Se abrazaron y despidieron en Urquiza y Humberto Primo, ella entró al pasillo y caminó rápido hacia el fondo, a la casa de sus padres. La vieron entrar y la dejaron descansar, más tarde hablarían sobre lo sucedido; le aconsejarían alejarse de la movilización popular, las reuniones de la juventud peronista, no correr el riesgo, volver a vivir como si aun estuviera en el interior de su inocencia adolescente y de las paredes de la escuela. Ella seguiría atendiendo clientes en el negocio del Tano, donde reparan electrodomésticos, entre otras cosas. Seguramente seguiría asistiendo a reuniones porque le gustaba el trabajo de base.

Él caminó siguiendo la vía que iba hacia el Norte. El sol del otoño era una bendición después de todo lo sucedido. Encontró doblado en el bolsillo interior de su campera, un apunte con la lección que debía dar en unos días para aprobar otra materia de Derecho. Aprovechó el paseo para ir leyendo los títulos y aflojar la lengua, acompañando con un par de cigarrillos negros que sobrevivieron al cuerpo a tierra y las corridas. Debía sacarse, sacudirse la sensación de terror al escuchar los disparos, los gritos y las sirenas de las ambulancias.
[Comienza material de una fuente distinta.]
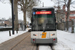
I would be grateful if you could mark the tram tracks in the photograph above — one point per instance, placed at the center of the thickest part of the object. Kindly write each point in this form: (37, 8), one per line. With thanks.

De temer por Susana. Al llegar a la casa de sus padres besó a su hermanita de tres años, buscó un balde y fue a cargar agua a la única canilla de la casa. Calentó luego varios baldes y se pegó un baño. En su habitación puso un disco de Pink Floyd mientras miraba con tristeza el poster con la foto del Pino Solanas. Susana era más simpatizante del Che, aunque le gustaban las góndolas con opciones; ella amaba la nueva trova y la canción en castellano. Le gustaba García Márquez y no las lecturas más políticas y filosóficas que amaba Miguel; amaba las novelas latinoamericanas, las que tenían muchos olores, paisajes, colores, aromas, vestimentas y descripciones. Compartía con Miguel el interés por el cine latinoamericano y europeo, entre otros; compartían la interpretación tercermundista pero, él siempre pensó que el Che se tendría que haber quedado en la Argentina, porque acá la lucha se daba dentro del peronismo y por la vuelta de Perón. Al menos, eso pensaba hasta ese día. Sin embargo, el mayor magnetismo se producía cuando se resguardaban un poco de todo y el aroma de un exquisito pollo a la Bagna Cauda humeaba en sus narices al salir ella del trabajo y pasarlo a buscar, invitándolo a comer en el comedor de la esquina. Él estudiaba con el café posterior que hacían durar varias horas, para rendir las materias que le iban quedando y estar cada vez más cerca de poder vivir juntos. Ella leía o simplemente, disfrutaba de poder estar algunas horas tranquila e inmóvil, mirando por la ventana.